The encounter was historic on multiple fronts. The meeting brought together Christianity’s two most prominent religious figures in circumstances that would have been unthinkable just a few years ago, given the divisions between their churches over women’s ordination and Mullally’s appointment. It was a meeting between the first American pope and the first woman ever to serve as Archbishop of Canterbury.

Mullally arrived early for the audience, meeting Leo in his library before the two proceeded to the Urban VIII Chapel inside the Apostolic Palace for what the Vatican described as a “moment of prayer.” Lambeth Palace confirmed that Leo presided, but that both leaders said the grace together.

Mullally’s delegation included the Most Reverend Richard Moth, the Roman Catholic Archbishop of Westminster, a detail that underlined the shared institutional weight both sides brought to the occasion.

No scandal of silence

In his remarks, Pope Leo invoked the words of his predecessor. Recalling Pope Francis’s address to the Primates of the Anglican Communion in 2024, Leo said it “would be a scandal if, due to our divisions, we did not fulfil our common vocation to make Christ known”. He added a declaration of his own: “For my part, I add that it would also be a scandal if we did not continue to work towards overcoming our differences, no matter how intractable they may appear.”

The pope situated Monday’s meeting within a sixty-year tradition of encounter between Rome and Canterbury, recalling the landmark 1966 meeting between Archbishop Michael Ramsey and Pope Paul VI. That occasion produced the first formal ecumenical statement between the two churches.

He was candid, however, about the complexity of the path ahead. Leo acknowledged that “new circumstances have presented new disagreements,” and that the journey toward full communion remains difficult to discern. The ordination of women remains one of the most significant structural obstacles between the two traditions, and one that Mullally’s appointment brings into sharp relief.

Mullally: Bridges not walls

For her part, Mullally spoke with directness about the challenges facing both churches and the imperative to act together. She told Leo that both of them were called to preach the Gospel with “renewed clarity” in today’s world, and that “in the face of inhuman violence, deep division, and rapid societal change, we must keep telling a more hopeful story: that every human life has infinite value because we are precious children of God; that the human family is called to live as sisters and brothers.”

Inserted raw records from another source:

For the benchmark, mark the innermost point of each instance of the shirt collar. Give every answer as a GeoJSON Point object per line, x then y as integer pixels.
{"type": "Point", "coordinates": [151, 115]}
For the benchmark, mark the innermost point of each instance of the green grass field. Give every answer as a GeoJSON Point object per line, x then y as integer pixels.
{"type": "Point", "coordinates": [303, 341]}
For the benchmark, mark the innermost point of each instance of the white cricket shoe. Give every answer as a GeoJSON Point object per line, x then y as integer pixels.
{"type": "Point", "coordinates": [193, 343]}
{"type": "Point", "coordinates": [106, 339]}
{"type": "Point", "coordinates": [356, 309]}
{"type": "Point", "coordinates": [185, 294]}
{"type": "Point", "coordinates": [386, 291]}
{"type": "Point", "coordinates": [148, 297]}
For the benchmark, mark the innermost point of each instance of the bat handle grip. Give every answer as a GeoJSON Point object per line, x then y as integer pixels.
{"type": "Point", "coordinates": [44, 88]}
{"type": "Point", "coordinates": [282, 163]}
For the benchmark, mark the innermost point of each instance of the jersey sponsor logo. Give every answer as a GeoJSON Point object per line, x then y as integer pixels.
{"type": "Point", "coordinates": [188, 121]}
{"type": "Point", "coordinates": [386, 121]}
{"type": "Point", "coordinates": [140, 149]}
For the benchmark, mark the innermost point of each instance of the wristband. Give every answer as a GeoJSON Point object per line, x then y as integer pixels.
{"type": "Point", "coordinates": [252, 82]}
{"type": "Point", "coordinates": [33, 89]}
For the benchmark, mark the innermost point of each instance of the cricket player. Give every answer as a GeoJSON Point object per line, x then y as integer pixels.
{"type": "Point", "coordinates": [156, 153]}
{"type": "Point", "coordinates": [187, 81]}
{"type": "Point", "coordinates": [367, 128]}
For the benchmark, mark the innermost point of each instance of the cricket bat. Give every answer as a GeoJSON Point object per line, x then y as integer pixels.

She also spoke to Leo’s wider public witness, telling the pontiff that he had spoken forcefully about the injustices of today’s world but of hope with even greater strength.

Ahead of the visit, Mullally had described her Rome trip as a pilgrimage following in the footsteps of her predecessors, and had called on Anglicans around the world to join her in prayer. “Our world needs the peace, justice, and hope that Jesus Christ brings,” she said, “and I give thanks that our churches can walk together as we share that good news with the world.”